Run your First Standard Training¶

This article provides a step-by-step walkthrough for running a standard training workload.

A training workload contains the setup and configuration needed for building your model, including the container, images, data sets, and resource requests, as well as the required tools for the research, all in a single place.

Prerequisites¶

Before you start, make sure:

You have created a project or have one created for you.
The project has an assigned quota of at least 1 GPU.

Step 1: Logging in¶

User InterfaceCLI V2CLI V1 (Deprecated)API

Browse to the provided Run:ai user interface and log in with your credentials.

Run the below --help command to obtain the login options and log in according to your setup:

runai login --help

Log in using the following command. You will be prompted to enter your username and password:

runai login

To use the API, you will need to obtain a token. Please follow the API authentication article.

Step 2: Submitting a standard training workload¶

User InterfaceCLI V2CLI V1 (Deprecated)API

Go to the Workload manager → Workloads
Click +NEW WORKLOAD and select Training
Select under which cluster to create the workload
Select the project in which your workload will run
Under Workload architecture, select Standard
Select a preconfigured template or select the Start from scratch to launch a new workload quickly
Enter a name for the standard training workload (if the name already exists in the project, you will be requested to submit a different name)
Click CONTINUE
Click +NEW ENVIRONMENT

a. Enter quickstart as the name

b. Enter runai.jfrog.io/demo/quickstart as the Image URL

c. Click CREATE ENVIRONMENT
Select the ‘one-gpu’ compute resource for your workload (GPU devices: 1)
- If the ‘one-gpu’ is not displayed in the gallery, follow the step-by-step guide:
Create a one-gpu compute resource
1. Click +NEW COMPUTE RESOURCE
2. Enter a name for the compute resource. The name must be unique.
3. Set GPU devices per pod - 1
4. Set GPU memory per device
  - Select % (of device) - Fraction of a GPU device’s memory
  - Set the memory Request - 100 (The workload will allocate 100% of the GPU memory)
5. Optional: set the CPU compute per pod - 0.1 cores (default)
6. Optional: set the CPU memory per pod - 100 MB (default)
7. Click CREATE COMPUTE RESOURCE
- The newly created one-gpu compute resource will be selected automatically
Click CONTINUE
Click CREATE TRAINING

After the standard training workload is created, it is added to the workloads table.

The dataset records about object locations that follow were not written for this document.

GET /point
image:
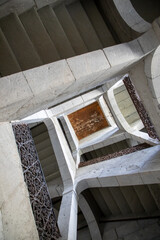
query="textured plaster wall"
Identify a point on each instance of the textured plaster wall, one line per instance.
(1, 227)
(17, 217)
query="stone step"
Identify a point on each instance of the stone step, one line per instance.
(119, 89)
(40, 129)
(132, 200)
(132, 118)
(43, 144)
(70, 30)
(94, 154)
(146, 199)
(45, 153)
(128, 111)
(111, 203)
(121, 96)
(48, 160)
(19, 42)
(125, 104)
(8, 63)
(53, 176)
(39, 36)
(98, 23)
(155, 191)
(56, 32)
(84, 26)
(122, 145)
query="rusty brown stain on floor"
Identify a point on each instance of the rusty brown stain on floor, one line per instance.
(88, 120)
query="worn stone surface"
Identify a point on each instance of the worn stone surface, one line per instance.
(116, 154)
(88, 120)
(34, 178)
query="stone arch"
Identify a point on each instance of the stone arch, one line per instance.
(131, 17)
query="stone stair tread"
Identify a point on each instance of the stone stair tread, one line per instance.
(84, 26)
(45, 153)
(39, 36)
(56, 32)
(53, 176)
(48, 160)
(70, 29)
(19, 42)
(8, 63)
(43, 144)
(41, 137)
(98, 23)
(40, 129)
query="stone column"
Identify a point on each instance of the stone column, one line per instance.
(63, 154)
(67, 219)
(90, 218)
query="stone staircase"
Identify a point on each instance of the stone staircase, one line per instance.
(104, 151)
(124, 203)
(38, 37)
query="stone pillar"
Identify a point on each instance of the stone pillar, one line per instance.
(63, 154)
(90, 218)
(17, 217)
(67, 219)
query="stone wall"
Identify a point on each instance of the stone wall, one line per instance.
(146, 229)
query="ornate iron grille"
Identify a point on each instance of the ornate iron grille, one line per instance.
(140, 108)
(35, 181)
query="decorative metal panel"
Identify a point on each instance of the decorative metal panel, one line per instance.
(88, 120)
(35, 181)
(140, 108)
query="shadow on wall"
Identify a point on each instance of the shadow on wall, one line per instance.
(147, 9)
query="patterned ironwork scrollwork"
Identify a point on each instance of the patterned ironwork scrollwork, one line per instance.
(35, 181)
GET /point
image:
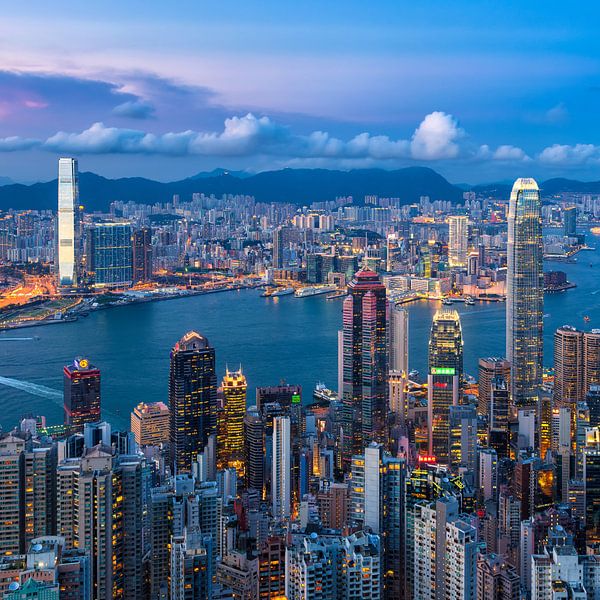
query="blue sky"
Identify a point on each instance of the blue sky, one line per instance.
(479, 91)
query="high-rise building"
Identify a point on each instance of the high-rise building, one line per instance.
(81, 393)
(458, 240)
(150, 423)
(142, 255)
(254, 442)
(525, 292)
(444, 379)
(192, 399)
(568, 366)
(231, 455)
(489, 369)
(591, 359)
(496, 578)
(399, 339)
(110, 255)
(68, 222)
(281, 494)
(365, 362)
(570, 221)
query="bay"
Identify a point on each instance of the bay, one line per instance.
(291, 339)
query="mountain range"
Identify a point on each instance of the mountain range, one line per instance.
(297, 186)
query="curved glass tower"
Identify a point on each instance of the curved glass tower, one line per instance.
(525, 292)
(68, 201)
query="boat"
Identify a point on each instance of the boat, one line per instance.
(280, 292)
(314, 290)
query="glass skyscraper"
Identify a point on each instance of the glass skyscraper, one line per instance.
(192, 398)
(110, 254)
(444, 379)
(525, 292)
(68, 226)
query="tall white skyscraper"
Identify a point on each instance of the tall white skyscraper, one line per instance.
(68, 208)
(282, 468)
(525, 291)
(458, 240)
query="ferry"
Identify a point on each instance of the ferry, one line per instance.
(314, 291)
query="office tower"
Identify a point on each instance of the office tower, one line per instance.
(278, 247)
(570, 221)
(142, 255)
(150, 423)
(462, 440)
(525, 292)
(365, 362)
(591, 359)
(444, 379)
(592, 400)
(254, 441)
(460, 564)
(399, 339)
(285, 395)
(109, 255)
(281, 469)
(458, 240)
(496, 578)
(591, 478)
(238, 572)
(68, 223)
(568, 366)
(81, 393)
(192, 399)
(100, 509)
(231, 454)
(488, 474)
(190, 569)
(430, 520)
(489, 369)
(272, 568)
(377, 503)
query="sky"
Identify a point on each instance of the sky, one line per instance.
(479, 91)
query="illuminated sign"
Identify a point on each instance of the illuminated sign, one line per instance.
(443, 371)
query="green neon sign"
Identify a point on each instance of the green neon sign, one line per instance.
(443, 371)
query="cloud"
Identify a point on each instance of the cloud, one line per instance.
(134, 109)
(565, 155)
(436, 137)
(15, 143)
(557, 114)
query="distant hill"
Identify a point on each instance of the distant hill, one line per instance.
(298, 186)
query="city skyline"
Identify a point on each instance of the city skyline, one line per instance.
(431, 93)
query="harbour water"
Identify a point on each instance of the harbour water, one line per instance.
(272, 338)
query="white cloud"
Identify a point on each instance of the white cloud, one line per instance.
(436, 137)
(15, 143)
(563, 154)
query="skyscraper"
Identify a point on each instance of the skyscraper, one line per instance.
(81, 393)
(109, 254)
(458, 240)
(281, 469)
(68, 225)
(489, 369)
(192, 398)
(234, 408)
(365, 362)
(142, 255)
(525, 292)
(444, 379)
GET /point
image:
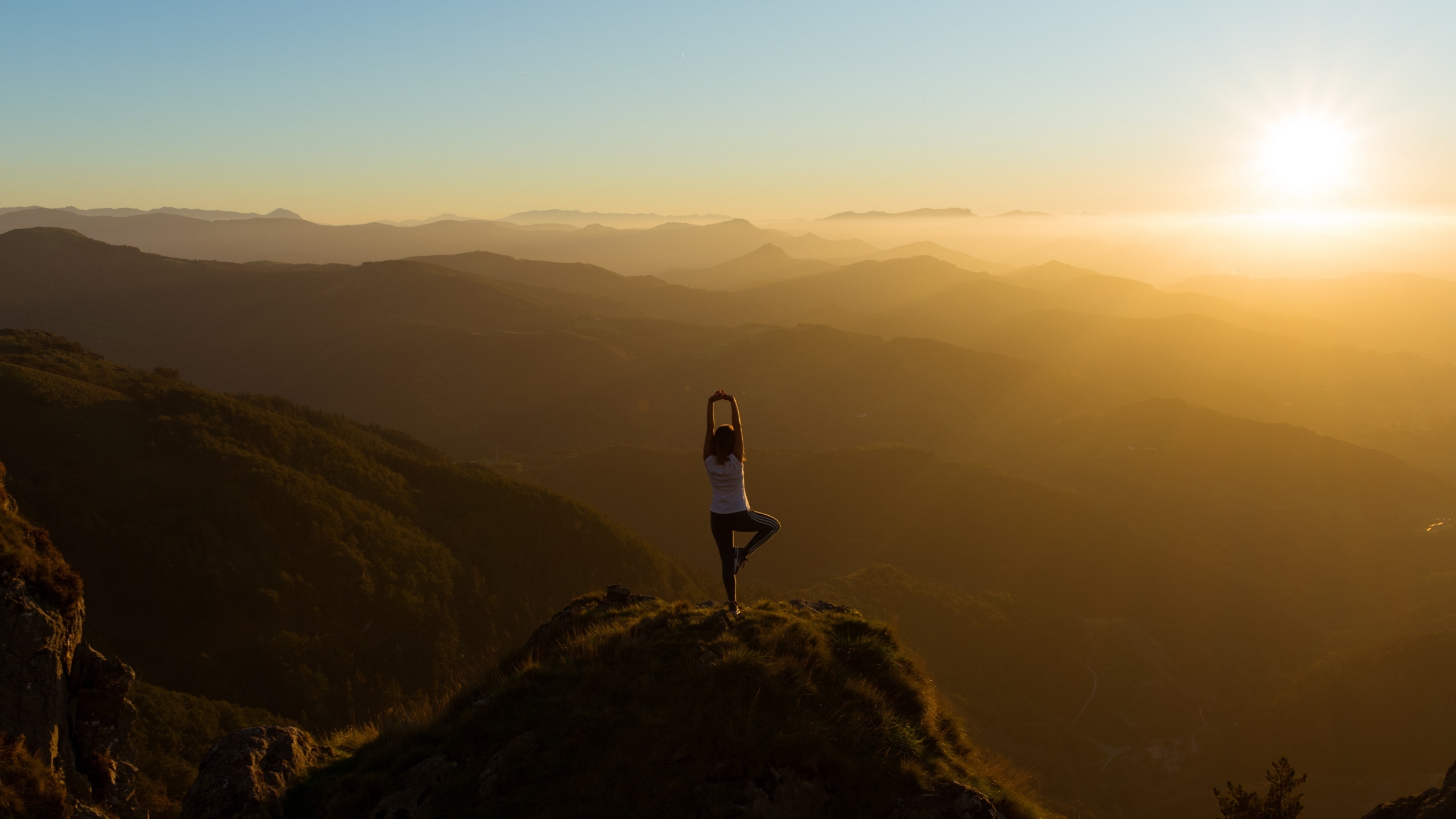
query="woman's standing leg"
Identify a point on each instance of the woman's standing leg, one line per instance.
(723, 535)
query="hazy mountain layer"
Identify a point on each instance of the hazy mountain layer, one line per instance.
(1394, 312)
(1234, 557)
(299, 241)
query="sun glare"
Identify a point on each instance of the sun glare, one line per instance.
(1306, 156)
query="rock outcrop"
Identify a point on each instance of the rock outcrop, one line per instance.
(245, 773)
(1433, 804)
(951, 800)
(68, 700)
(35, 667)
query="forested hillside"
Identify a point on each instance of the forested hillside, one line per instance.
(326, 569)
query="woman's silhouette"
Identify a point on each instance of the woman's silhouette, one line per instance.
(723, 457)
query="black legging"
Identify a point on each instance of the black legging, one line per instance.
(762, 525)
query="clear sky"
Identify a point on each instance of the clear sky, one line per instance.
(355, 111)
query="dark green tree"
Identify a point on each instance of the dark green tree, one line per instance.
(1279, 804)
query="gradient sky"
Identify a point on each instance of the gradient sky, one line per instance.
(357, 111)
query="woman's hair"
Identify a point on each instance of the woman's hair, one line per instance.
(724, 437)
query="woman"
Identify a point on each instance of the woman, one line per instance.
(723, 457)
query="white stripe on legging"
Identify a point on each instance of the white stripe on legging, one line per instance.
(766, 521)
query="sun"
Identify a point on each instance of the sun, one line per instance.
(1306, 156)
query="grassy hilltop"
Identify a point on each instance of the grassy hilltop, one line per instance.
(656, 709)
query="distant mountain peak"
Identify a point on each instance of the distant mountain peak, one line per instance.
(918, 213)
(1052, 270)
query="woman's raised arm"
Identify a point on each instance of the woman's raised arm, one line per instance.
(737, 429)
(708, 436)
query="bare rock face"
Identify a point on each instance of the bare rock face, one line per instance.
(101, 721)
(1434, 804)
(35, 668)
(951, 800)
(246, 771)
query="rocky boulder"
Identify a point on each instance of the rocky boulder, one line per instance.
(245, 773)
(101, 721)
(1434, 804)
(66, 698)
(35, 669)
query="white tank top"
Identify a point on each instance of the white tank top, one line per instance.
(727, 480)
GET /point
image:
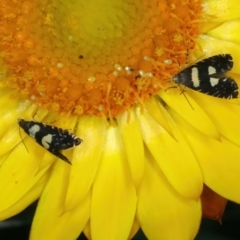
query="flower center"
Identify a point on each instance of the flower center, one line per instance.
(94, 57)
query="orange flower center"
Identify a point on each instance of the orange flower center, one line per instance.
(94, 57)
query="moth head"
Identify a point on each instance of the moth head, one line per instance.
(77, 141)
(175, 79)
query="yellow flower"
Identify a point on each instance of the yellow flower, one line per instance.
(102, 70)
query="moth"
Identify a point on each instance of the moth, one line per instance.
(209, 76)
(53, 139)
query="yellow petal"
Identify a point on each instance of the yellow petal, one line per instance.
(213, 46)
(16, 180)
(133, 144)
(156, 110)
(219, 161)
(26, 199)
(222, 10)
(232, 28)
(113, 196)
(85, 158)
(51, 218)
(223, 114)
(135, 228)
(162, 212)
(173, 156)
(180, 105)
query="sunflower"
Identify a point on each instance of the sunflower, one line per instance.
(103, 69)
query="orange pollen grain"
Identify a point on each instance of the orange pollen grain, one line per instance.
(73, 58)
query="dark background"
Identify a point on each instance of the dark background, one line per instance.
(17, 227)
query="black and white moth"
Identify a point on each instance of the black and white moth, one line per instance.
(209, 76)
(53, 139)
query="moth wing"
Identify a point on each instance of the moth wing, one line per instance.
(59, 155)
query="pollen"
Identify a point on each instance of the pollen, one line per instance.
(94, 57)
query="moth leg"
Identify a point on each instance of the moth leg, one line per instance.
(59, 155)
(171, 87)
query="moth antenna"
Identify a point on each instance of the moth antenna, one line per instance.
(22, 139)
(35, 113)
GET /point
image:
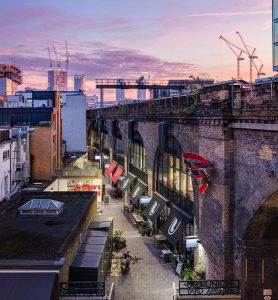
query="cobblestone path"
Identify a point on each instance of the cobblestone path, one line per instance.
(147, 279)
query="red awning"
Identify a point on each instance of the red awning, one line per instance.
(110, 169)
(117, 174)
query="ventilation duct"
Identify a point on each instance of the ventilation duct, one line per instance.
(132, 132)
(163, 133)
(115, 130)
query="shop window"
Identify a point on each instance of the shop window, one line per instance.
(6, 155)
(118, 146)
(137, 155)
(171, 171)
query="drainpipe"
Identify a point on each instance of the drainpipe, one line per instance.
(10, 166)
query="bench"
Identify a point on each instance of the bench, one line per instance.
(138, 219)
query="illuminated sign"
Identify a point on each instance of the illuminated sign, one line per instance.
(117, 174)
(200, 169)
(110, 169)
(87, 188)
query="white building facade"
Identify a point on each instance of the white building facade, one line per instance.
(14, 161)
(74, 123)
(79, 82)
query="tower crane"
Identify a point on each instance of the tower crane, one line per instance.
(67, 60)
(238, 56)
(251, 58)
(58, 62)
(50, 60)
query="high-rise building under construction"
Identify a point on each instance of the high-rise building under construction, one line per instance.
(57, 80)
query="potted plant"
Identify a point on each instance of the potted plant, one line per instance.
(119, 241)
(145, 228)
(188, 274)
(200, 270)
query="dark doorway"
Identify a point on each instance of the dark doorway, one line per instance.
(260, 276)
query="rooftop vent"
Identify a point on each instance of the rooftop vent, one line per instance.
(41, 207)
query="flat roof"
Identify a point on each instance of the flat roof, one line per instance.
(42, 237)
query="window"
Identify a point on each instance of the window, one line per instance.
(118, 146)
(6, 184)
(6, 155)
(137, 155)
(170, 170)
(105, 141)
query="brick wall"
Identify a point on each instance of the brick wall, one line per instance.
(235, 129)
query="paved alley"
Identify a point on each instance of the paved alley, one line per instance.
(147, 279)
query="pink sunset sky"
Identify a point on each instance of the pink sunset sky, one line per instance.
(125, 39)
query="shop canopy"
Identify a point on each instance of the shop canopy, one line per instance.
(175, 224)
(137, 191)
(110, 169)
(127, 181)
(29, 286)
(117, 174)
(154, 207)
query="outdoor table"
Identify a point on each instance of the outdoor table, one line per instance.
(166, 252)
(137, 218)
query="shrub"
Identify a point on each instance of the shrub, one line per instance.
(188, 274)
(145, 228)
(119, 241)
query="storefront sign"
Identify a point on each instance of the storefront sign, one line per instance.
(137, 191)
(126, 182)
(117, 174)
(110, 169)
(267, 292)
(200, 168)
(192, 241)
(88, 187)
(174, 225)
(154, 208)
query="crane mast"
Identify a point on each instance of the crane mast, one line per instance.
(67, 61)
(238, 56)
(50, 60)
(250, 55)
(58, 62)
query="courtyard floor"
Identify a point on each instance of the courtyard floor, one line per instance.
(147, 279)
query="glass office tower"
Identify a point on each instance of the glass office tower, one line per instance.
(275, 34)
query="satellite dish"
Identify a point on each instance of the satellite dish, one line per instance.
(140, 79)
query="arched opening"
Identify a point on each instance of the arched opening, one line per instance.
(118, 144)
(137, 161)
(173, 182)
(261, 252)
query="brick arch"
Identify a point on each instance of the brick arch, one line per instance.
(262, 221)
(149, 134)
(123, 126)
(248, 207)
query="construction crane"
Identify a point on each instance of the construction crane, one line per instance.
(58, 62)
(238, 56)
(251, 58)
(67, 61)
(50, 60)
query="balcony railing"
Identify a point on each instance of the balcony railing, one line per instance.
(138, 173)
(209, 287)
(82, 289)
(119, 159)
(106, 151)
(96, 145)
(174, 196)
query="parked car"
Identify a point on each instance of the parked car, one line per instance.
(117, 193)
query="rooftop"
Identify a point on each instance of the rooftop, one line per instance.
(42, 238)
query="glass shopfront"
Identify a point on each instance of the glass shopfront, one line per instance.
(173, 177)
(137, 159)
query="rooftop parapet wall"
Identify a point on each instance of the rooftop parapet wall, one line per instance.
(225, 101)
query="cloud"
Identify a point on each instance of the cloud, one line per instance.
(232, 13)
(103, 63)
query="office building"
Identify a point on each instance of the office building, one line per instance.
(10, 79)
(79, 82)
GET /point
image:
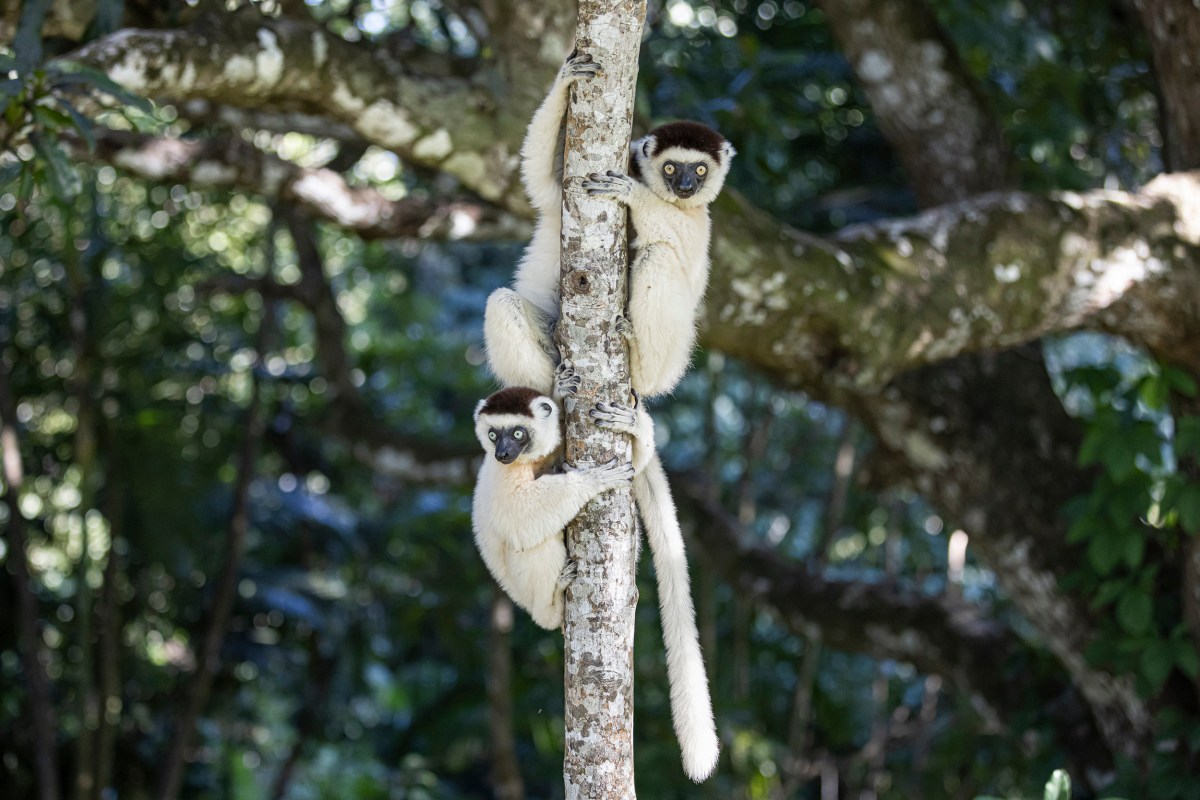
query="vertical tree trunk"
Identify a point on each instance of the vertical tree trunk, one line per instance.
(507, 780)
(208, 653)
(599, 621)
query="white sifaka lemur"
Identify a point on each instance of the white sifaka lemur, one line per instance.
(521, 507)
(682, 168)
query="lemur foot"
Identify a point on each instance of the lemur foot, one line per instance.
(580, 65)
(612, 184)
(615, 416)
(567, 380)
(611, 474)
(570, 571)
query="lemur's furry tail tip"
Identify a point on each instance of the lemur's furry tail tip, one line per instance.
(700, 756)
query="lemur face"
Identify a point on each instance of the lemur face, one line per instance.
(684, 178)
(683, 162)
(517, 423)
(508, 443)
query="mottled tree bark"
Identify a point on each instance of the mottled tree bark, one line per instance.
(1173, 28)
(928, 106)
(507, 781)
(600, 605)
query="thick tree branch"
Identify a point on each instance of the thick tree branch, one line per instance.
(237, 164)
(937, 633)
(927, 103)
(390, 452)
(287, 65)
(845, 316)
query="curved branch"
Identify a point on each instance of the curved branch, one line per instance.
(323, 193)
(288, 65)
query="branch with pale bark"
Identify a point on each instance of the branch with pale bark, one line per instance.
(237, 164)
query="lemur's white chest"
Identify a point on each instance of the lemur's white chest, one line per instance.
(683, 233)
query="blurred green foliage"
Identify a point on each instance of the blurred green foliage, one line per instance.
(359, 641)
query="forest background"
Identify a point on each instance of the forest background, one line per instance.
(937, 457)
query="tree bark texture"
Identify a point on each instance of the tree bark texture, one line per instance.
(1173, 28)
(600, 605)
(929, 108)
(507, 781)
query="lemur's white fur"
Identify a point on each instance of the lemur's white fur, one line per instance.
(520, 509)
(517, 322)
(670, 269)
(691, 708)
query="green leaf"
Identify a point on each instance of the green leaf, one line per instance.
(51, 119)
(72, 72)
(10, 170)
(1109, 591)
(64, 179)
(1135, 612)
(1119, 458)
(10, 88)
(1057, 787)
(1156, 663)
(1104, 551)
(1187, 437)
(1081, 529)
(1093, 445)
(1134, 548)
(82, 124)
(1186, 659)
(1153, 391)
(1189, 507)
(1181, 382)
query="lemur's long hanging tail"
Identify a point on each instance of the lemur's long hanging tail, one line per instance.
(691, 709)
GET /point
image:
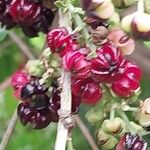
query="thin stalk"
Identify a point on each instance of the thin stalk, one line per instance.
(66, 99)
(127, 122)
(112, 114)
(7, 135)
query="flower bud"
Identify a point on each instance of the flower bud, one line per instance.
(123, 3)
(105, 10)
(141, 26)
(35, 68)
(110, 144)
(102, 137)
(94, 116)
(113, 126)
(126, 22)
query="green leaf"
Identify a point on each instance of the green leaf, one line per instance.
(3, 33)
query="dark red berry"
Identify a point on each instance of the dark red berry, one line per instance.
(86, 89)
(105, 66)
(31, 17)
(77, 63)
(36, 1)
(132, 71)
(38, 119)
(131, 142)
(32, 88)
(60, 41)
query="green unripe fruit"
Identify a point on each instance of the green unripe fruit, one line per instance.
(94, 116)
(113, 126)
(123, 3)
(102, 137)
(35, 68)
(110, 144)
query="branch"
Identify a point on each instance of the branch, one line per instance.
(65, 109)
(86, 133)
(23, 47)
(9, 131)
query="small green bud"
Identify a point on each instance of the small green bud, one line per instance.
(102, 137)
(144, 120)
(126, 22)
(136, 126)
(54, 63)
(94, 116)
(110, 144)
(35, 68)
(113, 126)
(105, 10)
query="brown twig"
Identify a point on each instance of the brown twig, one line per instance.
(86, 133)
(9, 131)
(23, 47)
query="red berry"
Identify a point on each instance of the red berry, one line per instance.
(19, 80)
(89, 91)
(60, 41)
(31, 17)
(125, 87)
(24, 11)
(33, 88)
(77, 63)
(131, 142)
(105, 66)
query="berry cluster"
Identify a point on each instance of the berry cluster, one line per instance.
(31, 17)
(108, 67)
(37, 108)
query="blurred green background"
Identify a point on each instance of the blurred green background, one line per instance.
(24, 138)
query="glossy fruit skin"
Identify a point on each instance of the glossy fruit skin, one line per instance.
(31, 17)
(125, 87)
(38, 119)
(89, 91)
(18, 81)
(128, 81)
(77, 63)
(131, 142)
(105, 67)
(60, 41)
(32, 88)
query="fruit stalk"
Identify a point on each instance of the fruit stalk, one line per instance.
(65, 109)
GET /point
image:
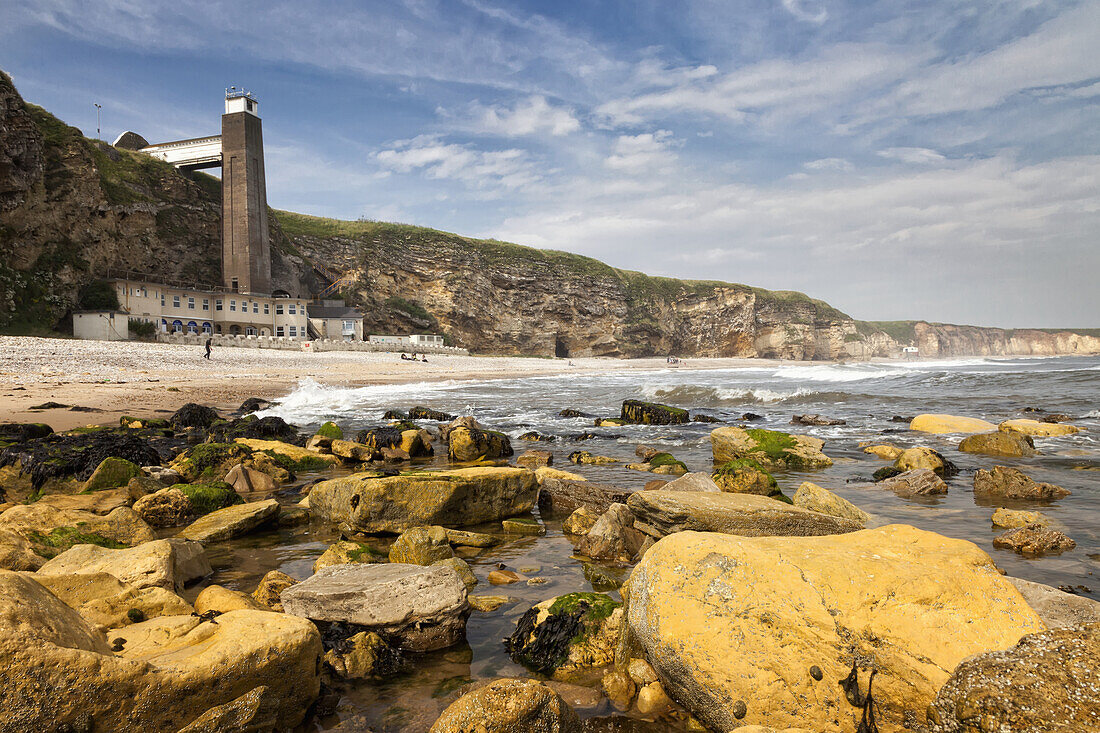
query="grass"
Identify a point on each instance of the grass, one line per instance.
(59, 539)
(772, 444)
(211, 496)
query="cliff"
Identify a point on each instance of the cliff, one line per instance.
(74, 209)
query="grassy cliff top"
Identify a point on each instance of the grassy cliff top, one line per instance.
(637, 284)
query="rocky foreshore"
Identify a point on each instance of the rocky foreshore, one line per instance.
(714, 602)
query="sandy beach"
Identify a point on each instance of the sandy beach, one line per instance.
(108, 379)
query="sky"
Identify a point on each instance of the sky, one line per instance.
(935, 160)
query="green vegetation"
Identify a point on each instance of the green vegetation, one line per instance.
(61, 538)
(210, 496)
(98, 295)
(596, 606)
(415, 310)
(210, 460)
(772, 444)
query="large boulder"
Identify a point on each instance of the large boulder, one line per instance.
(1057, 608)
(168, 507)
(660, 513)
(345, 553)
(107, 602)
(421, 546)
(1034, 539)
(816, 499)
(999, 442)
(462, 496)
(770, 448)
(1048, 681)
(941, 424)
(414, 608)
(59, 673)
(612, 537)
(917, 482)
(567, 495)
(916, 458)
(568, 635)
(231, 522)
(111, 473)
(509, 706)
(1002, 482)
(167, 564)
(1037, 429)
(471, 444)
(758, 631)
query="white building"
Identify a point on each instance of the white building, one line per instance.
(191, 310)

Copy the following command to your terminal. Make sure to update the below with the name of your project and workload:

runai project set "project-name"
runai training submit "workload-name" -i runai.jfrog.io/demo/quickstart -g 1

This would start a standard training workload based on a sample docker image, runai.jfrog.io/demo/quickstart, with one GPU allocated.

Copy the following command to your terminal. Make sure to update the below with the name of your project:

runai config project "project-name"  
runai submit "workload-name" -i runai.jfrog.io/demo/quickstart -g 1

This would start a standard training workload based on a sample docker image, runai.jfrog.io/demo/quickstart, with one GPU allocated.

Copy the following command to your terminal. Make sure to update the below parameters according to the comments. For more details, see Trainings API reference:

curl -L 'https://<COMPANY-URL>/api/v1/workloads/trainings' \ 
-H 'Content-Type: application/json' \
-H 'Authorization: Bearer <TOKEN>' \
-d '{ 
    "name": "workload-name", 
    "projectId": "<PROJECT-ID>",
    "clusterId": "<CLUSTER-UUID>",
    "spec": {  
       "image": "runai.jfrog.io/demo/quickstart", 
       "compute": { 
       "gpuDevicesRequest": 1
       } 
    } 
}

<COMPANY-URL> is the link to the Run:ai user interface.
<TOKEN> is the API access token obtained in Step 1.
<PROJECT-ID> is #The ID of the Project the workload is running on. You can get the Project ID via the Get Projects API Get Projects API.
<CLUSTER-UUID> is the unique identifier of the Cluster. You can get the Cluster UUID by adding the "Cluster ID" column to the Clusters view.

This would start a standard training workload based on a sample docker image, runai.jfrog.io/demo/quickstart, with one GPU allocated.

Note

The above API snippet will only work with Run:ai clusters of 2.18 and above.

Next Steps¶

Manage and monitor your newly created workload using the workloads table.
After validating your training performance and results, deploy your model using inference.